Нужно ли убивать Петра?
Без сомнения, но не сразу. Для начала он сгодиться как заложник и живой свидетель отречения, а уже потом с ним можно будет и расправиться. Однако, опять таки осторожно. Ведь явное убийство может навредить, а неявное породит толпы самозванцев. Было, было и не раз. Не стоит повторят ошибки прошлых лет. Так что спешить не будем.
Итак, остается Елена Константиновна – новая Императрица, которую еще надо убедить в том, что трон ей нужен, причем непременно из моих рук, остается расставить по городу своих людей и уладить дело на заставе у ворот, и, наконец, остается приготовить бумаги. Да много дел, но все по силам. И делать их надо, хотя ох как не хочется. Надо.
Но это завтра, а пока – спать.
Я выглянул в окно. Город уже спал.
Даже мой воспаленный ум (ох, как башка трещит!) ощущал тишину и умиротворенность окружающей меня тишины. Ночь – она всегда ночь. Ночью принято спать. Такие шумные и оживленные днем, сейчас улицы застыли. Заснули? Ведь улицы, дома и даже крепости, совсем как люди, могут спать. И даже ветер, целый день, игравшийся под небом, свернулся калачиком в тесных закоулках и изредка шелестел голыми черными ветвями деревьев. Казалось, что город спит сном младенца.

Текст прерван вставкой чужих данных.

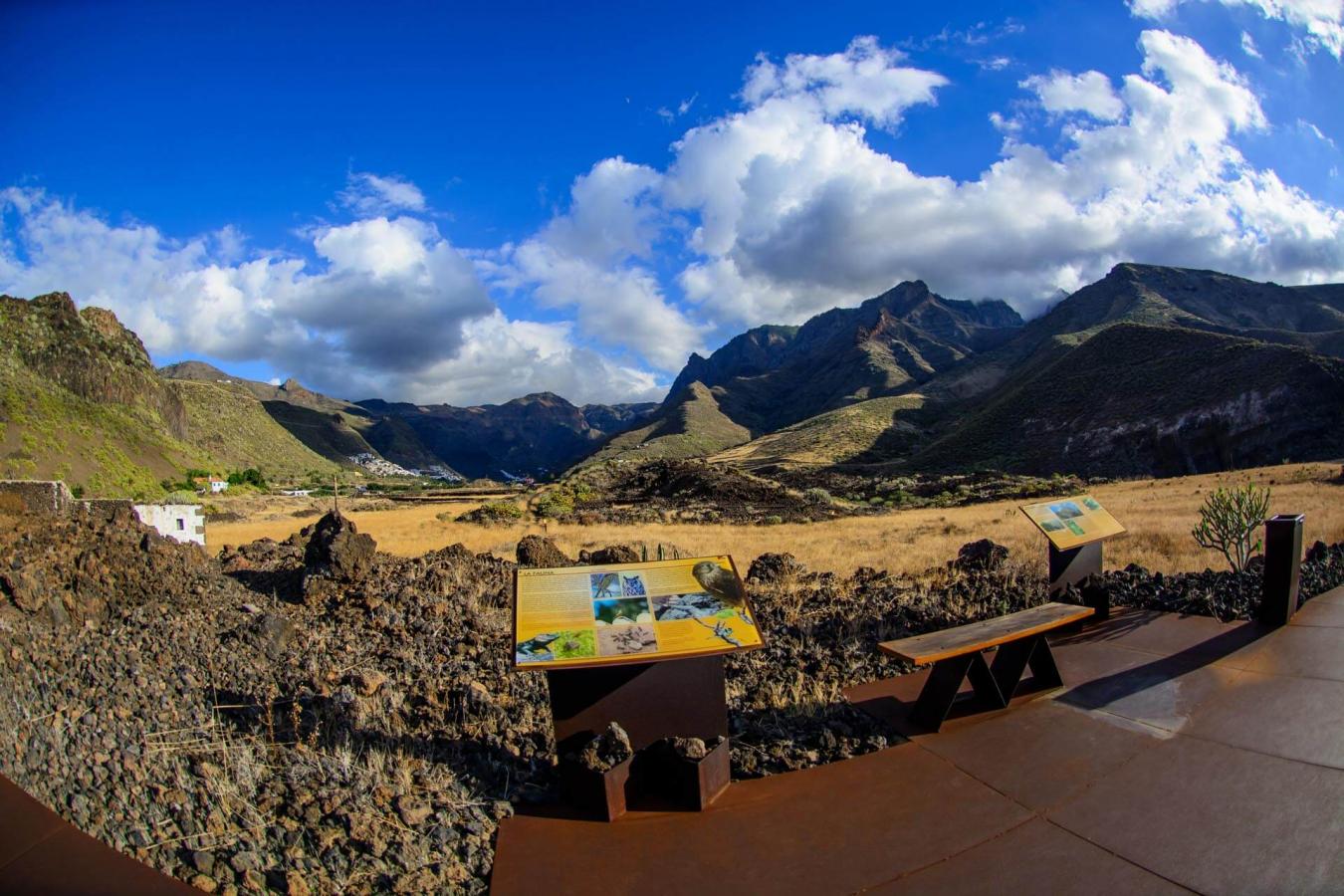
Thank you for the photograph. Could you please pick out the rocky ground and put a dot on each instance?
(316, 716)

Это хорошо – младенцев легче душить.
Чистая совесть, полная безмятежность, и никаких предчувствий. Крепкий сон. А вот о себе я точно знал, что засну нескоро. Я оказался прав.

3


Снова день, день накануне переворота.
С самого утра я был на ногах.
Пришлось бежать к градоначальнику. Пришлось кланяться чуть ли не в самые ноги, дать взятку, да такую, что мне самому сроду не давали и еще после долго лебезить. Можно не сомневаться, он решил, что я ничтожество. Противно, да, но зато дело пошло. Словам его и обещаниям я не поверил, а он не стал настаивать. Вместо этого написал подорожную, да такую, что хоть всю армию Архипелага посуху в город вводи, никто не пикнет. Да и печати приложил знатные. Однако веры мне в него было мало и потому пришлось убить еще полчаса, разыскивая Фому-умельца и уговаривая его проследить, а в случае чего и позаботиться о градоначальнике. Похоже, он все понял. Ну, ничего, Фома мужик правильный – не подведет.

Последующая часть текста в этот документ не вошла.